A man sat down beside me. He wore sunglasses dark as the clouds I wished to summon and a black cap covered his long brown hair. I watched him lean on his knees, take off his cap and tussle his hair in the heat. He was uncomfortable in the sunshine, just like me.

He looked down at me and smiled. I smiled back, but I’m not sure he saw. He picked me up, undid my bow and shook out my arms. I laughed as he let me flop around in the air. Then, with a sharp click, I straightened into a military salute, ready for duty. He raised me above his head and smiled as I protected him from the brightness and heat.

He stood and continued his walk as I stood proudly above his head. We made a strange pair, the man all in black, and I, the protective soldier. We walked together until the sun set low below the skyline.

Loyal as I am, I defended him until my last rainfall.

Adriana Loewen is a Grade 12 student at Glebe Collegiate Institute.

Lettuce turnip the beet

By Roark Smeathers

lettuce_bw Emily was a very fruitful person. Every day she would try to eat every type of fruit. She would even eat the fruit she didn’t like very much because she didn’t want them to feel left out. Emily always wore very bright and extravagant colours and her hair was dyed all the colors of the rainbow. In her hair, twirled into a curl held in place with an elastic, was a cork from a wine bottle. Of course Emily made the wine from fresh grapes found in her garden.

Emily’s garden was grand. Some would say it resembled the Garden of Eden. Her garden was the apple of her eye. Emily was one of the kindest people on the face of the earth. She was considered to be one in a melon, but Emily was also very naive. One day Emily decided she wanted to throw a large party and invited all of her friends at Glebe high school to attend.

On Saturday she spent the entire day preparing for the party. She put out fruit punch, and prepared individual fruit baskets for her guests. Closing the garden doors, she made sure her garden was off limits to her guests. At first Emily was worried no one would turnip and her party would be a fruitless endeavour, but soon enough her home was flooded with people. The party was crazy with people playing Pass the Parsley in the living room and the game of Hide and Leek was getting out of control. The news of this amazing party spread quickly through the grape vine, and soon the entire neighbourhood knew about it. As the party rapidly increased in size, party guests did not have mushroom to move, so the party naturally spilled out into the garden. People started picking and eating the fruit and vegetables Emily had grown. Emily was furious, and went completely bananas. As you might imagine the guests were shocked by her reaction. Usually Emily was quiet and reserved and never showed a temper. This new side of Emily was unappealing, so people soon split.

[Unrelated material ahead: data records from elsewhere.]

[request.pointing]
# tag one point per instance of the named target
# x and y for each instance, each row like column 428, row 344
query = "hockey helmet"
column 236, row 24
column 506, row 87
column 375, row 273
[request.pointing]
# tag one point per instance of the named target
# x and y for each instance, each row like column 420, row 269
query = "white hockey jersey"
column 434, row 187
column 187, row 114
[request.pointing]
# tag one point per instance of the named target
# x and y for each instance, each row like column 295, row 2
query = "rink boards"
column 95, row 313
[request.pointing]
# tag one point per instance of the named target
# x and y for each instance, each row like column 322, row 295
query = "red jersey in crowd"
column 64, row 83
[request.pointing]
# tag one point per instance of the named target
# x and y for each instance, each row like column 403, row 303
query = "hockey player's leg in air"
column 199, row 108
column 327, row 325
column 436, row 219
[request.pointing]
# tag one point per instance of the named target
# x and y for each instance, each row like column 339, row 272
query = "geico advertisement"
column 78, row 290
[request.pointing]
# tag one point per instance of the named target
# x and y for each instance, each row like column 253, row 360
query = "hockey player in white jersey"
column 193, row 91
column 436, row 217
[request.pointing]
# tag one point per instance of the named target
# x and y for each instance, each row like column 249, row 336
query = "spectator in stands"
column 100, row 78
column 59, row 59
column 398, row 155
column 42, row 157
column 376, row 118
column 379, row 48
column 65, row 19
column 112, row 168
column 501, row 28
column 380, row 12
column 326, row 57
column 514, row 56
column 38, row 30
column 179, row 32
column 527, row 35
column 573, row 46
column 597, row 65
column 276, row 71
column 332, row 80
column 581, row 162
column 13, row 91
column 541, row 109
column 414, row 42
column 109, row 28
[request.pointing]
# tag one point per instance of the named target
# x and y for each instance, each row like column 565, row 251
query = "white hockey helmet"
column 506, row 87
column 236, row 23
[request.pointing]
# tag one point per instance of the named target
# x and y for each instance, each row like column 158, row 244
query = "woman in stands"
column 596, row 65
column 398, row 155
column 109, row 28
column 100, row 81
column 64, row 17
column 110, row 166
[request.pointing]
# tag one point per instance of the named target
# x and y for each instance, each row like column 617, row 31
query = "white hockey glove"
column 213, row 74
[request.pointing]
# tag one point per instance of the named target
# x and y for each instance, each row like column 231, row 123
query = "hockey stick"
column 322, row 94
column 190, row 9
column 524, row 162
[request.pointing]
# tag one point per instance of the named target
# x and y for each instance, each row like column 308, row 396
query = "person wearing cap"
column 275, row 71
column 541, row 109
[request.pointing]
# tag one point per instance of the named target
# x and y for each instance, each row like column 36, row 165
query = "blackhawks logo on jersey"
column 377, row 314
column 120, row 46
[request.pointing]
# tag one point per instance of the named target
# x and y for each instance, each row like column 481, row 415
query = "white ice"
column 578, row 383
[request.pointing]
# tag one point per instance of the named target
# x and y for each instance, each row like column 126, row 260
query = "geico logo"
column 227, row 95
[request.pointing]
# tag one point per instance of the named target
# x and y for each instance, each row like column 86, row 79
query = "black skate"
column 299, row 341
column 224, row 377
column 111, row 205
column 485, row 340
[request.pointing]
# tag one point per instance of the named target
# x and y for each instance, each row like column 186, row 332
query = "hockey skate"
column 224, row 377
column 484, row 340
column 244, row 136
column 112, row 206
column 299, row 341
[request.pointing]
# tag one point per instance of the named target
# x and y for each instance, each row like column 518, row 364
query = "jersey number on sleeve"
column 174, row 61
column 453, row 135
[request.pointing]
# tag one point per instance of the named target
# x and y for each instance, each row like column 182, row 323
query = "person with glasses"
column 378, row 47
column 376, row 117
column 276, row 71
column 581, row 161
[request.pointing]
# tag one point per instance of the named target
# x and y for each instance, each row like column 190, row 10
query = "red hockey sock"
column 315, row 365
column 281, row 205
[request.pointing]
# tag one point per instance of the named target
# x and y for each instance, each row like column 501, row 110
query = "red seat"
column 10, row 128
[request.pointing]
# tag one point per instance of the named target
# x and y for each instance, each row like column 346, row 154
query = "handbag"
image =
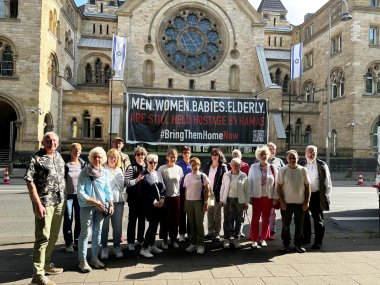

There was one person who didn’t leave. In fact this person Emily had seen before but she thought he disliked her, as he never spoke to her. When Emily approached him, he smiled a crooked smile and explained he had always bean green with envy over her beautiful garden, and was sad to see it ruined. Together they hatched a plan to save the garden. A new friendship sprouted, “Lettuce start a new garden,” said the boy. Emily smiled, this day ended on a good note as they planned their first date.

Roark Smeathers is a Grade 12 student at Glebe Collegiate Institute.